In the last post about bamboo circle I explained that I'd decided to re-work some twisted foundation, having done that and completed the treasures which go over the top I've been reflecting again on just how much there is to learn for traditional Japanese embroidery. The simple act of slightly changing the foundation made stitching of the treasures much easier and I'm very pleased with the end result.
By the way if you'd like more information on treasures and their symbolism check out John Marshall's site it's full of interesting stuff.
First I worked all the flat silk on all the treasures, then if outlines of twisted thread were needed they were next, and I finished with any gold work. The scrolls you can see below were the exception, the gold around the middle was put in before the outlines. I used real gold throughout this piece, it's much easier to work and it seemed appropriate since the gold used in the fabric is real gold.
You can see that because the foundation is now firmer no gaps have appeared in the foundation while I've been stitching the treasures. Different thicknesses of gold were used for different sections, the tie of the kasa (hat of invisibility) used #3 gold, the fire on the houju (ball of fire, representing all your heart may desire) is #2, and the fine line on the cloves and in the middle of the shippo is #1.

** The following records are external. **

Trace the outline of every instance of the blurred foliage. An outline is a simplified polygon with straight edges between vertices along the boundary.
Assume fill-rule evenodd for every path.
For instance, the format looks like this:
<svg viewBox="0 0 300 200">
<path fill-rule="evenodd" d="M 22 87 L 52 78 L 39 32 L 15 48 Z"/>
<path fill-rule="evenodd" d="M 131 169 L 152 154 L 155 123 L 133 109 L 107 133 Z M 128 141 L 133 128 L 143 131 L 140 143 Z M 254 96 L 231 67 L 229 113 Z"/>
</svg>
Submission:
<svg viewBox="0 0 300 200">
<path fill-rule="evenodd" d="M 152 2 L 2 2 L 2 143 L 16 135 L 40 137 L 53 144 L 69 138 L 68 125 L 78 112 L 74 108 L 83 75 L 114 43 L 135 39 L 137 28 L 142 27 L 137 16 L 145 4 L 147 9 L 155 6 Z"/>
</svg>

There was lots of stopping and starting while stitching the treasures, swapping of colours, twisting up a new thread for an outline, twisting its companion couching thread. I thought I'd find it frustrating and it was at first, but as I got into it it stopped being frustrating and became exciting as the little treasures were completed one by one.
This picture is a bit dark but it does give an idea of the completed leaf. Once all the gold work had been finished some diagonal holding went in to hold the foundation, no pics of this since it's invisible, and voila another step on the journey is completed.